Tant pour maintenir et créer des emplois que pour préserver la terre nourricière, il est urgent de refonder la politique foncière, affirme dans une tribune au « Monde » un collectif de dix organisations actives dans l’agriculture, le logement et le développement.
Tribune. De nombreuses voix s’élèvent avec raison contre les incendies en forêt amazonienne dont les causes sont structurelles et mondiales. Au même titre qu’il faut en combattre les effets là-bas, il convient de s’insurger contre la destruction des terres agricoles en France et en Europe. L’abandon du projet Europa City est à cet égard un bon signal, mais ne suffit pas : chaque jour l’agriculture française perd plus de 100 hectares et vingt emplois.
Parce que les espaces agricoles et forestiers sont à la fois limités et indispensables à la vie de chacune et chacun d’entre nous, ils constituent un patrimoine commun. A l’échelle mondiale, ce patrimoine procure 97 % des calories alimentaires consommées par l’humanité. Or, la production alimentaire sera de plus en plus affectée par le dérèglement climatique et l’érosion de la biodiversité.
Il est donc impératif de préserver ces espaces, tant en quantité qu’en qualité. Ce sont eux qui captent et séquestrent le carbone et qui accueillent la biodiversité. La préservation de ces espaces dès maintenant est la condition d’un système alimentaire mondial sain et durable pour demain.
La France et l’accaparement foncier
En bilan net, l’Union européenne importe depuis d’autres pays l’équivalent de la production agricole de plus de 20 % de ses propres surfaces agricoles ; raison de plus pour arrêter le déversement de béton et de bitume sur les terres agricoles ici. Comment pouvons-nous appeler des pays tiers à arrêter leur déforestation tout en étant toujours plus demandeurs de leur soja, de leurs agrocarburants ou de leur huile de palme, notamment à force de détruire les terres agricoles en Europe et en France ?
La France est à ce jour le 9e pays responsable d’accaparement foncier au niveau mondial. Ici comme ailleurs, notre gouvernement doit donc prendre la pleine mesure de sa responsabilité foncière.
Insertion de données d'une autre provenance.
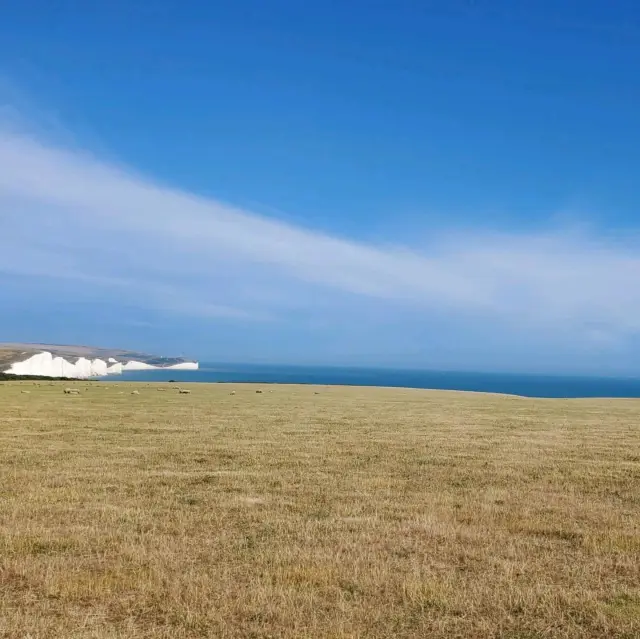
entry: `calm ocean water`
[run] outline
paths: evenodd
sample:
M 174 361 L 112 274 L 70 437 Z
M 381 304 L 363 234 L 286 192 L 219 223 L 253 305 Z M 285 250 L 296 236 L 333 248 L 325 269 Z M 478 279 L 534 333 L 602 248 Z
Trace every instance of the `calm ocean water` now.
M 433 388 L 526 397 L 640 397 L 640 379 L 456 373 L 375 368 L 201 364 L 197 371 L 136 371 L 126 381 L 257 382 Z

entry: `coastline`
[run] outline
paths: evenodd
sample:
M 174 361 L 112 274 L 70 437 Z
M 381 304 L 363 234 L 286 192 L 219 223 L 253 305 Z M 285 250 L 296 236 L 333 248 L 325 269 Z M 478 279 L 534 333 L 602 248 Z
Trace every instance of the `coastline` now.
M 50 351 L 41 351 L 30 357 L 14 361 L 8 369 L 2 371 L 6 375 L 16 375 L 27 378 L 56 378 L 56 379 L 92 379 L 112 375 L 122 375 L 128 371 L 145 370 L 198 370 L 198 362 L 177 362 L 161 366 L 148 362 L 129 359 L 118 361 L 114 357 L 106 360 L 87 357 L 65 358 L 56 356 Z
M 198 370 L 123 373 L 122 381 L 408 388 L 527 398 L 640 398 L 640 379 L 202 362 Z

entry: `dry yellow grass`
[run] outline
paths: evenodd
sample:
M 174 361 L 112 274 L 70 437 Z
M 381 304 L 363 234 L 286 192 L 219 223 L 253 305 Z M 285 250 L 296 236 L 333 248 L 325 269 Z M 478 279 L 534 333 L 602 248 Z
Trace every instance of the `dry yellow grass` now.
M 640 401 L 67 385 L 0 385 L 2 637 L 640 636 Z

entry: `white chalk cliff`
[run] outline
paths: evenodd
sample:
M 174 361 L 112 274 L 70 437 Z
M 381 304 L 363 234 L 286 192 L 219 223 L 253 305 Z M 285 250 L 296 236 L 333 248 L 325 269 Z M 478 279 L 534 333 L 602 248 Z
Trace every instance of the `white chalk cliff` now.
M 141 371 L 150 369 L 198 370 L 198 362 L 181 362 L 170 366 L 154 366 L 145 362 L 131 360 L 125 363 L 110 357 L 103 359 L 87 359 L 79 357 L 75 363 L 64 357 L 54 357 L 48 351 L 32 355 L 23 362 L 14 362 L 4 371 L 12 375 L 39 375 L 42 377 L 103 377 L 105 375 L 121 375 L 125 371 Z

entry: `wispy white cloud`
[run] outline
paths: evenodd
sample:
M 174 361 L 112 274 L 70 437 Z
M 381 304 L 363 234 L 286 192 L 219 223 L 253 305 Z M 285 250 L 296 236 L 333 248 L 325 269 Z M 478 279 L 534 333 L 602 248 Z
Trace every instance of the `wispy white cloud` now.
M 597 334 L 640 331 L 640 246 L 584 232 L 359 242 L 0 132 L 0 272 L 75 279 L 194 315 L 388 305 Z M 120 294 L 120 293 L 119 293 Z M 594 328 L 596 327 L 596 328 Z

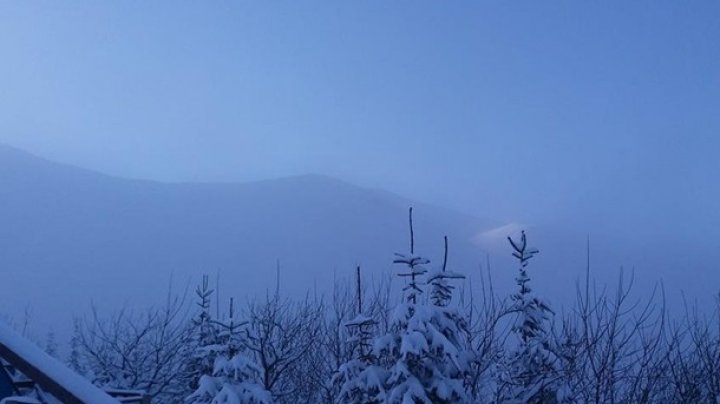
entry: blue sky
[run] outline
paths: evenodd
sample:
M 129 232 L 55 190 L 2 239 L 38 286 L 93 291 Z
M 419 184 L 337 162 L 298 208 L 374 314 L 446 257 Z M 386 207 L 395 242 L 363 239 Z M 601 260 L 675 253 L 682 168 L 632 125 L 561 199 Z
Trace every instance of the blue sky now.
M 321 173 L 501 220 L 719 235 L 720 3 L 3 2 L 0 142 Z

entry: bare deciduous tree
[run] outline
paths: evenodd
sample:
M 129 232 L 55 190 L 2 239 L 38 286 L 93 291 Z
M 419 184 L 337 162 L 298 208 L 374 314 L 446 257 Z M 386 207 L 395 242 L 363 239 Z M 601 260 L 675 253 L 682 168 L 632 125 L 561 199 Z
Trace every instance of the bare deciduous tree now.
M 92 307 L 76 318 L 70 365 L 94 383 L 142 390 L 158 401 L 182 402 L 189 383 L 183 363 L 191 347 L 182 298 L 144 313 L 120 310 L 102 317 Z

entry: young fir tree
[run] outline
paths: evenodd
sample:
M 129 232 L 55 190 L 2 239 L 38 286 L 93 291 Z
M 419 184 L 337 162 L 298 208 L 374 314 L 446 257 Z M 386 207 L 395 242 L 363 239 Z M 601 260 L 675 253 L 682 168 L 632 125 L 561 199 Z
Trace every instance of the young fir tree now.
M 432 300 L 421 299 L 424 293 L 419 277 L 430 261 L 415 255 L 410 209 L 410 254 L 398 254 L 395 263 L 407 270 L 398 274 L 409 278 L 403 289 L 405 301 L 398 305 L 391 320 L 390 332 L 376 339 L 374 352 L 387 368 L 389 403 L 462 403 L 469 402 L 464 377 L 470 355 L 464 349 L 464 325 L 461 317 L 447 305 L 452 298 L 448 279 L 456 274 L 433 276 Z
M 213 289 L 210 289 L 207 275 L 203 275 L 202 283 L 195 289 L 196 304 L 199 313 L 191 320 L 192 351 L 185 366 L 185 374 L 190 382 L 190 391 L 198 388 L 203 375 L 212 374 L 218 344 L 218 330 L 210 314 Z
M 433 324 L 438 331 L 446 339 L 444 352 L 437 352 L 438 355 L 445 354 L 447 359 L 443 368 L 445 376 L 444 383 L 451 385 L 455 392 L 452 394 L 451 401 L 469 401 L 470 396 L 463 385 L 465 377 L 470 369 L 470 362 L 474 355 L 471 349 L 470 332 L 468 322 L 465 317 L 460 314 L 456 307 L 451 306 L 455 286 L 450 284 L 451 280 L 464 279 L 465 276 L 447 270 L 448 260 L 448 240 L 444 238 L 445 253 L 443 265 L 440 271 L 430 273 L 428 275 L 428 283 L 431 285 L 430 299 L 433 303 L 434 318 Z
M 451 285 L 449 280 L 465 279 L 464 275 L 447 270 L 447 259 L 448 239 L 447 236 L 445 236 L 445 254 L 442 269 L 428 275 L 428 283 L 432 286 L 430 300 L 438 307 L 447 307 L 452 300 L 452 291 L 455 289 L 455 286 Z
M 73 324 L 73 336 L 70 338 L 70 355 L 68 357 L 68 366 L 78 374 L 87 375 L 88 371 L 84 363 L 82 363 L 82 354 L 80 348 L 80 338 L 78 336 L 79 324 L 76 320 Z
M 509 358 L 509 389 L 507 401 L 522 403 L 557 402 L 555 355 L 550 345 L 549 321 L 554 314 L 550 307 L 532 294 L 527 274 L 528 261 L 539 251 L 528 247 L 523 231 L 520 240 L 508 237 L 513 256 L 518 260 L 519 273 L 515 278 L 520 287 L 512 296 L 513 312 L 517 320 L 513 331 L 518 336 L 517 349 Z
M 357 316 L 345 323 L 352 355 L 333 376 L 333 383 L 340 386 L 337 403 L 383 403 L 386 399 L 383 385 L 386 372 L 377 365 L 372 353 L 372 330 L 376 322 L 363 313 L 360 282 L 360 267 L 357 267 Z
M 55 359 L 58 359 L 58 343 L 55 331 L 52 329 L 48 331 L 47 336 L 45 337 L 45 353 Z
M 203 294 L 198 295 L 202 299 Z M 213 365 L 210 372 L 200 376 L 197 389 L 187 401 L 192 404 L 271 403 L 270 393 L 260 383 L 262 370 L 246 352 L 243 330 L 247 322 L 235 319 L 233 299 L 230 299 L 229 314 L 227 322 L 212 320 L 209 316 L 203 320 L 209 332 L 203 335 L 212 336 L 215 343 L 201 346 L 198 352 L 199 356 L 204 355 L 204 360 L 199 363 L 204 366 L 212 360 Z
Le foncier est un patrimoine commun qui doit être partagé entre de nombreux paysans et paysannes pour y pratiquer une agriculture durable et protectrice de la biodiversité et de la santé des sols. Aujourd’hui, les terres se concentrent au profit d’une agriculture industrielle forte consommatrice de capital, d’énergie et d’intrants.
Une part de plus en plus grande de la valeur ajoutée et du revenu agricole est captée par la sphère financière à travers le montage de sociétés commerciales et de fonds d’investissement, ou encore de l’endettement croissant auprès des banques de producteurs poussés à acheter des matériels toujours plus puissants.